Não foi uma noite fácil para Lamine Yamal. Se por um lado o atacante deu mais um passo importante em sua recuperação física ao permanecer 84 minutos em campo, por outro teve uma atuação bem abaixo do que havia apresentado nas partidas anteriores da Espanha nesta Copa do Mundo.
A evolução física chama atenção. Depois de atuar apenas 25 minutos contra Cabo Verde e chegar ao intervalo diante da Arábia Saudita, o camisa 19 praticamente completou uma partida inteira contra o Uruguai. Nesse aspecto, a comissão técnica de Luis de la Fuente sai satisfeita.
Recuperação física de Yamal avança, mas rendimento cai

Tecnicamente, porém, o cenário foi diferente. Mesmo completando cinco dribles, Lamine encontrou enormes dificuldades para ser decisivo. Segundo a Opta, ele criou apenas uma chance clara de gol em toda a partida — justamente a oportunidade desperdiçada por Dani Olmo, que finalizou por cima do travessão. Boa parte dessa atuação discreta tem explicação na estratégia uruguaia.
Marcelo Bielsa montou um sistema de marcação praticamente direcionado para neutralizar o principal talento espanhol. Sanabria fez uma partida segura pelo setor, enquanto Olivera e os meio-campistas constantemente aproximavam a marcação para impedir que Yamal recebesse em condições de atacar no um contra um.
Sem transições rápidas e com uma circulação de bola mais lenta da Espanha, o jovem atacante quase nunca encontrou o cenário que mais favorece seu futebol: receber aberto, em velocidade e com espaço para partir para cima do marcador.
Faltou a conexão que fez diferença contra a Arábia Saudita

Outro fator que chamou atenção foi a falta das conexões que haviam potencializado seu desempenho diante da Arábia Saudita.
Naquele jogo, Pedro Porro e Dani Olmo formaram um trio muito bem sincronizado com Lamine.

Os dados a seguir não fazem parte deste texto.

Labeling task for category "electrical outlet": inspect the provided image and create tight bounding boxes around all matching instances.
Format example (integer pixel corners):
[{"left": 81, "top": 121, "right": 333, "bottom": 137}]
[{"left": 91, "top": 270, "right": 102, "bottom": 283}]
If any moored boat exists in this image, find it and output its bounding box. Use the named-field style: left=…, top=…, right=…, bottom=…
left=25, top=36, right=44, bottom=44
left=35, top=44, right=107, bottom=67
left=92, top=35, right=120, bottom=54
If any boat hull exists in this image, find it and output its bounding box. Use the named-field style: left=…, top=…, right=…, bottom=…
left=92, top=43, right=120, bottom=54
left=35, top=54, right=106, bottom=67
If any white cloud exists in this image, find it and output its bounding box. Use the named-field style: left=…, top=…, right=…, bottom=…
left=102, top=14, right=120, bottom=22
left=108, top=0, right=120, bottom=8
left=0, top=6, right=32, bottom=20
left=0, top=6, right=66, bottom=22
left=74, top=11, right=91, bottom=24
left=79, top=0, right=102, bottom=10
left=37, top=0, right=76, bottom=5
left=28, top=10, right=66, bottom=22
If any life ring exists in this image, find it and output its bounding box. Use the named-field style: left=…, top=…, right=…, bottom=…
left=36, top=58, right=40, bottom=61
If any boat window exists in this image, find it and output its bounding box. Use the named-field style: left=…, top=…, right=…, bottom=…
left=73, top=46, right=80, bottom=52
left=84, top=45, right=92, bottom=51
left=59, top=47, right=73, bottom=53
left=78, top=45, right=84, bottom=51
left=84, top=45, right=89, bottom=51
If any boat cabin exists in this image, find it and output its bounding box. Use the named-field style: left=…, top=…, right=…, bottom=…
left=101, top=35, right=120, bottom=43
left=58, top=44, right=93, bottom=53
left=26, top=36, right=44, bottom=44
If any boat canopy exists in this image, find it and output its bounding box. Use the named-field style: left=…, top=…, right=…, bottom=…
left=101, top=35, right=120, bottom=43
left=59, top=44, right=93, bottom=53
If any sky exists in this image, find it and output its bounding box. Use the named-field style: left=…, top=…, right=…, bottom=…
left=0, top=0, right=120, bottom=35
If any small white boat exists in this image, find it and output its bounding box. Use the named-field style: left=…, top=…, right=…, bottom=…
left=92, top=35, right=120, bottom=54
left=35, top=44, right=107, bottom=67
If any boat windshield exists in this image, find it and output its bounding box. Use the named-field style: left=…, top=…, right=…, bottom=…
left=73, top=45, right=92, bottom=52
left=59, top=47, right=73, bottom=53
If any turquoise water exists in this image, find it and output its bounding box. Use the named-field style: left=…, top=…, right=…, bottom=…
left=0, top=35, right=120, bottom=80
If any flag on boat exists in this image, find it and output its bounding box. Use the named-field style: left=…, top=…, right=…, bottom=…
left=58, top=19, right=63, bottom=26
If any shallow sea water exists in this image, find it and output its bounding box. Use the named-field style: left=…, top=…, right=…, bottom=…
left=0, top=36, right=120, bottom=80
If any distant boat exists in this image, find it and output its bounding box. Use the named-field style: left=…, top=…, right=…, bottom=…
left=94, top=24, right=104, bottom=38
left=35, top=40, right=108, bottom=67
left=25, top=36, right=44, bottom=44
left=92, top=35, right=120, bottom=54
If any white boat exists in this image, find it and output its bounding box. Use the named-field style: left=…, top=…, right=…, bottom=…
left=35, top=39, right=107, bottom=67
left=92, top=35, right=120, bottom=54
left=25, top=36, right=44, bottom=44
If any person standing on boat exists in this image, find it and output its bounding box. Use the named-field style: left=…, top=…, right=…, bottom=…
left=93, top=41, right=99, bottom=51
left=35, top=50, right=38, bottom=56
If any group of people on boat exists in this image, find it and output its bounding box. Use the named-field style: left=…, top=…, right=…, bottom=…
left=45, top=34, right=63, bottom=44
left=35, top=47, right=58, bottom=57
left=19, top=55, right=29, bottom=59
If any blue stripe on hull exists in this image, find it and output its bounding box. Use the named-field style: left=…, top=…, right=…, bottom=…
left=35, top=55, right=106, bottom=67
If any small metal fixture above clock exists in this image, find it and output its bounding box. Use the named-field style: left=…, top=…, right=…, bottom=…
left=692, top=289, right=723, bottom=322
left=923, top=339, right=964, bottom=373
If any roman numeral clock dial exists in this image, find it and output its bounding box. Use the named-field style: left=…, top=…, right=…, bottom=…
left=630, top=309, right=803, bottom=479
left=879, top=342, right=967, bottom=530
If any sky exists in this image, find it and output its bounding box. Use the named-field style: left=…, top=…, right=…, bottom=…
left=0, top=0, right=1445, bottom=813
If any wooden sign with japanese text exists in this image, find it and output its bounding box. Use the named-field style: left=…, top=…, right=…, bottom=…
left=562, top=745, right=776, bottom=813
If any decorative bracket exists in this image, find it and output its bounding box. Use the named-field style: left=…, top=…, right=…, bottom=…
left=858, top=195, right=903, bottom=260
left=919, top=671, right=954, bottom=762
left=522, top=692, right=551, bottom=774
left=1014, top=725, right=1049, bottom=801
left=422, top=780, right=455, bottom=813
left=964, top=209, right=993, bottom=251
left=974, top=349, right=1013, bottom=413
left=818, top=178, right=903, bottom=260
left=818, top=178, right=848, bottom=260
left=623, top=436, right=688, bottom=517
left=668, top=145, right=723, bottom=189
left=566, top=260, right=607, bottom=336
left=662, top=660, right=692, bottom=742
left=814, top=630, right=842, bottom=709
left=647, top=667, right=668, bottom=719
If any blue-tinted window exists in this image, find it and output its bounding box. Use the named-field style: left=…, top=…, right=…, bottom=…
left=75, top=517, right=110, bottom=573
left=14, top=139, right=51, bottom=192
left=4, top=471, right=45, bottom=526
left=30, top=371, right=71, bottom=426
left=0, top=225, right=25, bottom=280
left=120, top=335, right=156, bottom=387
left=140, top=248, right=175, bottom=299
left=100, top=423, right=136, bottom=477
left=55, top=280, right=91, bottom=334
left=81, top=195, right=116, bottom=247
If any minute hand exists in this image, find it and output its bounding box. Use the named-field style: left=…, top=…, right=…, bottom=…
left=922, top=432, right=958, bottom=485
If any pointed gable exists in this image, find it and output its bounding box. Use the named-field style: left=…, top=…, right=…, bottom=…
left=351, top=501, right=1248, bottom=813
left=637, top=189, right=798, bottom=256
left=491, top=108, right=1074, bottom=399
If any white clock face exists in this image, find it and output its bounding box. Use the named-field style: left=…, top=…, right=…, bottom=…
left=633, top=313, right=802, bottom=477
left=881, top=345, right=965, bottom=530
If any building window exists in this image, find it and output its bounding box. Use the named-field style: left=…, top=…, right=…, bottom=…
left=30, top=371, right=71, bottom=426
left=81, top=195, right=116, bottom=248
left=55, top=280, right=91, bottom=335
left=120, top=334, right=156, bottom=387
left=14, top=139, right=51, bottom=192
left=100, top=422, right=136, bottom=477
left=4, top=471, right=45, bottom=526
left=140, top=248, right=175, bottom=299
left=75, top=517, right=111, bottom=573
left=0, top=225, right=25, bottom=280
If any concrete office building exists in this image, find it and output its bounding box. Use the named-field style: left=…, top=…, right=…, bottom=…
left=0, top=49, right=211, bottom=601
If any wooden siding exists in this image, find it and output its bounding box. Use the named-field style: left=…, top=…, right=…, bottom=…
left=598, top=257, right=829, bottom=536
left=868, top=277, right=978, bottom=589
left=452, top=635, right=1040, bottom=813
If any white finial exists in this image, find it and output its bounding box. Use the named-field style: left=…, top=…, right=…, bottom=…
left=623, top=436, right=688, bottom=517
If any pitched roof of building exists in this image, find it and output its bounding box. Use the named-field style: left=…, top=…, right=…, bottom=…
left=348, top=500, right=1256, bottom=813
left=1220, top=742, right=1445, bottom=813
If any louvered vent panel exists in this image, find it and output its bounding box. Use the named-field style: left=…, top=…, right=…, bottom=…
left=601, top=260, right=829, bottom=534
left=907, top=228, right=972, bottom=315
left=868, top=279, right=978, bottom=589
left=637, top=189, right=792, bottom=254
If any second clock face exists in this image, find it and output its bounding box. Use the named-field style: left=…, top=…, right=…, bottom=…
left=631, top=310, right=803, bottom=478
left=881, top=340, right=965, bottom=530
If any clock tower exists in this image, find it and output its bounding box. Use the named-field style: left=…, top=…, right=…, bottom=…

O lateral sabia exatamente quando oferecer apoio por fora ou preservar o espaço para o atacante acelerar, enquanto Olmo alternava aproximações e infiltrações no momento certo, facilitando as combinações pelo lado direito. Contra o Uruguai, essa dinâmica praticamente desapareceu.
Yamal participou bastante da partida — foram 52 ações com a bola — e em nenhum momento se escondeu do jogo. Ainda assim, faltou a explosão que havia encantado na rodada anterior. Muito disso porque o contexto da partida foi completamente diferente: menos espaços, marcação dobrada e uma Espanha que encontrou dificuldade para acelerar a circulação da bola.
No fim das contas, a atuação discreta do camisa 19 parece dizer mais sobre os méritos do sistema defensivo uruguaio do que sobre uma queda de rendimento do jovem espanhol.
Ainda longe da melhor condição física, Lamine mostrou que já consegue suportar uma carga maior de minutos. Agora, o próximo desafio será voltar a encontrar o protagonismo ofensivo que o transformou em uma das grandes atrações desta Copa do Mundo.